New York Times readers evaluate the homewrecker

“An Optimist’s Guide to Divorce” is a nytimes article by a woman who was having sex with a married man. The married guy decided to leave his wife and two young daughters in favor of the author, thus putting her into what would have been called the homewrecker category back in the 1950s when the morality of an action was evaluated from the children’s point of view (i.e., should their home be wrecked or not). The twist is that the left-behind wife almost immediately forgives both husband and homewrecker, thus enabling the mistress-turned-girlfriend to describe the resulting mashup of adults and children as a family: “I can’t tell her how much this family we all have forged means to me.”

The hundreds of comments are interesting as a guide to how Americans (well, at least coastal Hillary-supporting Americans) view the issue of marital commitment.

[My own comment:

“It was as if I had been saving my maternal love for Rose and Alice, who were then 7 and 3.”

It could get exciting at the daycare if Alice tries to explain this to the other toddlers, e.g., “My Dad really needed to have sex with some new women and that’s why he and Mom decided to spend my college fund on running two households, family court professionals, etc.”

This article does highlight that the only standard by which a lot of urban Americans evaluate the morality of an action is “Will it make me happier?” Under that standard, though, why are there any limits to what you can do at your children’s expense?

]

How should Americans think about this? Here is a NYT Pick:

Stop judging/shaming Josh and Elizabeth’s actions and start embracing the fact that people are capable of parting in a way that is loving and kind. Studies show it isn’t divorce per se that hurts kids — it’s conflict.

(The “studies show” comment is consistent with 1970s Americans wanting to back up their personal desires with “science” and advice from clinical psychology (paid-by-the-hour) professionals. Studies by research psychologists (paid by universities and grants) that we read for Real World Divorce show that children on average are harmed more by an American divorce than by the death of a parent. And even if the two parents don’t make too much use of the winner-take-all New York family law system for the next 18 years (until the 3-year-old turns 21 and is no longer a potential cash source for one parent), there is no question that Dad and Mom running two households and being out on Tinder dates will reduce the resources available to the children.)

How do (self-proclaimed elite) Americans think about this? Here are some reader picks:

(RE from NYC) How am I not surprised that it’s the mother who swallows her own happiness, pride, and security for the good of her family? … it does raise (again) the infuriating question of why women always sacrifice their own lives, their own joy, to fix the catastrophes that the men around them make.

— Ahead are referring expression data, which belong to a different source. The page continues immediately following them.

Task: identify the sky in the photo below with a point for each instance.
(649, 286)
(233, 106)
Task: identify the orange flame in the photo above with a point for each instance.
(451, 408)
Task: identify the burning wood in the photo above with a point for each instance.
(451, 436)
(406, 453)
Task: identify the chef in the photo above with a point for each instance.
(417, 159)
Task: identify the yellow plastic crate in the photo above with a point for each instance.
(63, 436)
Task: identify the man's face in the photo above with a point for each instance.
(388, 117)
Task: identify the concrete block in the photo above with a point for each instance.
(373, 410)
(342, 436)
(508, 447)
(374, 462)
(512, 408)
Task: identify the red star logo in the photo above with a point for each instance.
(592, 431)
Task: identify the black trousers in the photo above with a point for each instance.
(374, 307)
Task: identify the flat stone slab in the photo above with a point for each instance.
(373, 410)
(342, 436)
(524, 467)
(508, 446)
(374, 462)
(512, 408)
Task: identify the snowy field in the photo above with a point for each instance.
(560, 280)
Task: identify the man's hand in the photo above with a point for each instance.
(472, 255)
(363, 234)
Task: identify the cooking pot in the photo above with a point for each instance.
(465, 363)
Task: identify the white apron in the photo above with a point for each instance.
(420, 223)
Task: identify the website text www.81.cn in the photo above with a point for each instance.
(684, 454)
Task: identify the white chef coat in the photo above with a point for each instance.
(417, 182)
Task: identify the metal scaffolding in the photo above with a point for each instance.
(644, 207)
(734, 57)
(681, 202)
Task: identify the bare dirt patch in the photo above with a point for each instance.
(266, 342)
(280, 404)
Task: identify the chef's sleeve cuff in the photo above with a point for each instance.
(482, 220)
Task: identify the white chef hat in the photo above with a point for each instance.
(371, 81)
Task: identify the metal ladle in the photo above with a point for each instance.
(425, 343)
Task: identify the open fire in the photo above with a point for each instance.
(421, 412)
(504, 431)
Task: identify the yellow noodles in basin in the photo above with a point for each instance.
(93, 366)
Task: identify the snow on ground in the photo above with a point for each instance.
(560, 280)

(S Tahura from DC) If he knew he was unhappy, he should have filed for divorce before approaching other women, rather than waiting for the next best thing to come along so he could make a convenient jump.

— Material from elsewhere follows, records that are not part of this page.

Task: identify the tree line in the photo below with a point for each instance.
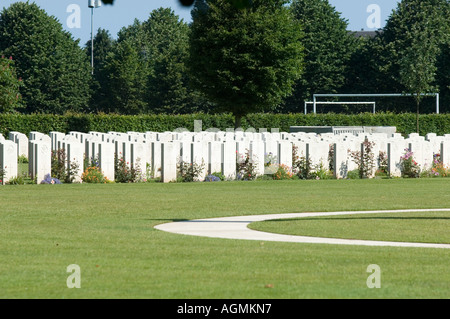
(265, 56)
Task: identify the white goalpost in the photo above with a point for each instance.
(315, 96)
(342, 103)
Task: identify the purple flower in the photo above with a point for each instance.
(50, 180)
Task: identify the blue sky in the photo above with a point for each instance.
(123, 13)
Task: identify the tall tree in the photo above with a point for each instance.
(423, 28)
(167, 48)
(409, 46)
(159, 46)
(126, 79)
(10, 98)
(53, 67)
(328, 48)
(245, 60)
(103, 45)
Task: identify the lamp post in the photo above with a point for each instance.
(93, 4)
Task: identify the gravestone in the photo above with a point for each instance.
(8, 160)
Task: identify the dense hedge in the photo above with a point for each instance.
(405, 123)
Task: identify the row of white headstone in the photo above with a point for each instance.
(160, 153)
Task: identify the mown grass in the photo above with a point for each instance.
(108, 231)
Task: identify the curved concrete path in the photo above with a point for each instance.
(236, 228)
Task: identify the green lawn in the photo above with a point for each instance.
(108, 231)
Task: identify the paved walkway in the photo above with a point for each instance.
(236, 228)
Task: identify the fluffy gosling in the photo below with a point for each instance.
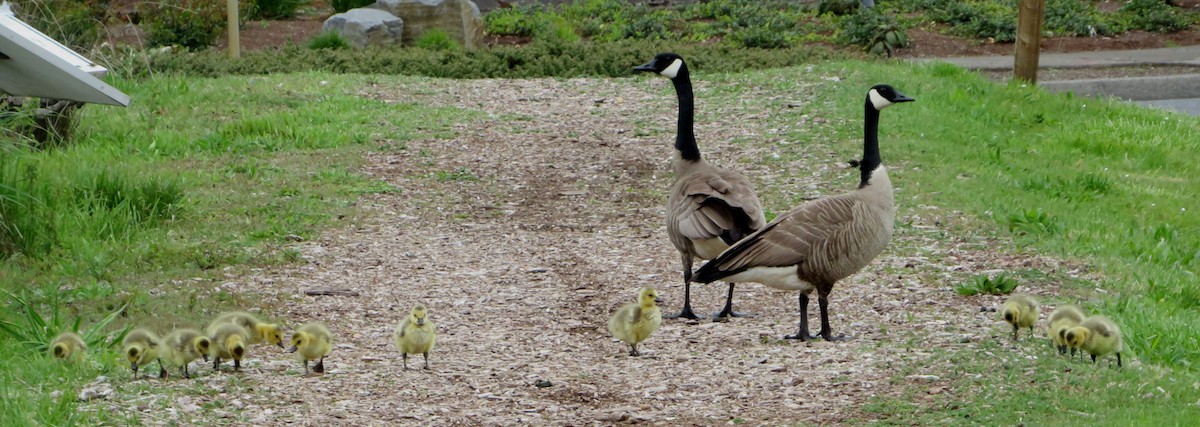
(1061, 319)
(635, 322)
(312, 342)
(227, 341)
(1021, 311)
(259, 331)
(1098, 336)
(184, 346)
(415, 335)
(141, 347)
(66, 346)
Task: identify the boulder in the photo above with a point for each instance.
(367, 26)
(460, 18)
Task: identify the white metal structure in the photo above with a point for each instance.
(33, 64)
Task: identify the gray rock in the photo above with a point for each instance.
(367, 26)
(460, 18)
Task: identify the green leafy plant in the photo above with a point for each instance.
(192, 24)
(329, 40)
(276, 8)
(437, 40)
(999, 284)
(346, 5)
(35, 331)
(875, 31)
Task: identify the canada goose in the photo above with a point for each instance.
(66, 346)
(1098, 336)
(825, 240)
(184, 346)
(1021, 311)
(141, 347)
(708, 209)
(259, 331)
(415, 335)
(635, 322)
(312, 342)
(1060, 320)
(227, 341)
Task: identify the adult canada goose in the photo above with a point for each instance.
(821, 241)
(708, 208)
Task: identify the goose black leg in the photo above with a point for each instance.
(826, 331)
(727, 312)
(687, 313)
(803, 332)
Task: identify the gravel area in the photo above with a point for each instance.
(526, 230)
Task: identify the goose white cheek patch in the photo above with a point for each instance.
(877, 100)
(673, 70)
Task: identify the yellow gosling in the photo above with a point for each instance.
(184, 346)
(67, 346)
(635, 322)
(227, 341)
(1061, 319)
(312, 342)
(415, 335)
(259, 331)
(141, 347)
(1021, 311)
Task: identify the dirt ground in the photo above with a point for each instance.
(553, 221)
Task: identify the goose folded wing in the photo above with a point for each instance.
(792, 238)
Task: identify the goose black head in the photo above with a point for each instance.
(882, 96)
(666, 64)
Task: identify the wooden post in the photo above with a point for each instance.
(234, 37)
(1029, 40)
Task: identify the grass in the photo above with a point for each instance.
(1097, 181)
(153, 206)
(258, 161)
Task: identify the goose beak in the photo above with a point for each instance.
(647, 67)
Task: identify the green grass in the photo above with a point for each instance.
(151, 206)
(1102, 182)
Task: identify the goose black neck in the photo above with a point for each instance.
(870, 144)
(685, 138)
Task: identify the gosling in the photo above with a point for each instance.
(184, 346)
(1098, 336)
(1061, 319)
(227, 341)
(67, 346)
(141, 348)
(1021, 311)
(259, 331)
(415, 335)
(312, 342)
(635, 322)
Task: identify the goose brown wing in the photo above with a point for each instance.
(715, 204)
(789, 240)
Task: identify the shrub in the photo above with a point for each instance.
(346, 5)
(276, 8)
(437, 40)
(193, 24)
(875, 31)
(1156, 16)
(329, 40)
(73, 23)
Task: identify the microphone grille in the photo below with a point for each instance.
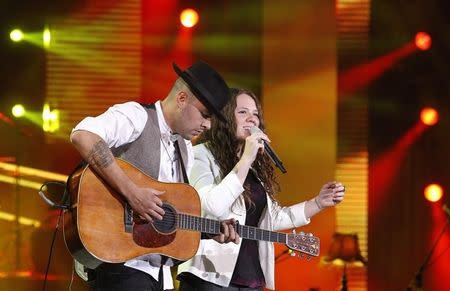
(255, 129)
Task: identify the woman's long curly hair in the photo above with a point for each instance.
(221, 140)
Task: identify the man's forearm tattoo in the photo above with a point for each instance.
(100, 155)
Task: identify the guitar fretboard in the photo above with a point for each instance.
(206, 225)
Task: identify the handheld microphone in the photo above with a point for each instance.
(269, 151)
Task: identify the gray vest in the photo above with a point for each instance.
(144, 152)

(Sharon from NY) I’m single, never married, in my late 40s, and I get hit on by married men all the time. They tell me I’m a “breath of fresh air.” Know what I tell those men? “Go home to your wife. Get some marriage counseling. If you’re still not happy, get a divorce.”

(K10031 from NYC) My ex left me for the love of his life. He’s now on his fourth marriage. Just saying.

(Karianne from Washington, D.C.) Another affirming example of Everyone Who Has An Affair Thinks They’re The Exception. See also: It’s Not An Affair, It Was Meant To Be and Everybody Is Happy It Turned Out This Way And Our Happiness Validates It.

(Moxie M from Boston) You know the old saying: when a man marries his mistress, he creates a job opening? I hope you plan on being as gracious as Beka.

(Stormi D from Cambridge, MA) I think that what bothers me most about this piece is its lack of discretion. Professor Covington’s students don’t need to know all the intimate details of her love life, and Beka (even if she said OK to it) and the children don’t deserve to have their personal business laid out for the world to see. This is not a sweet and charming story; it is disturbing on so many levels. I miss the days when people had some boundaries.

(Alison from NY) I’m not sure why Beka is wasting all her energy on trying to “forge” a good relationship between the author and her kids. Much more likely than not, Josh will have replaced the author within 3 to 5 years (if not sooner), so this will be all for naught and cause even more confusion and disruption to the kids. … She was a temporary and easy escape from his reality. Once she becomes his reality, he will seek another escape. It’s part of the other woman’s delusional fantasy that SHE is special and of course he would never cheat on HER.

(Jenny from SF) There is nothing wrong with breaking up when the love is gone in a relationship. Josh does not need to stay in an unhappy marriage.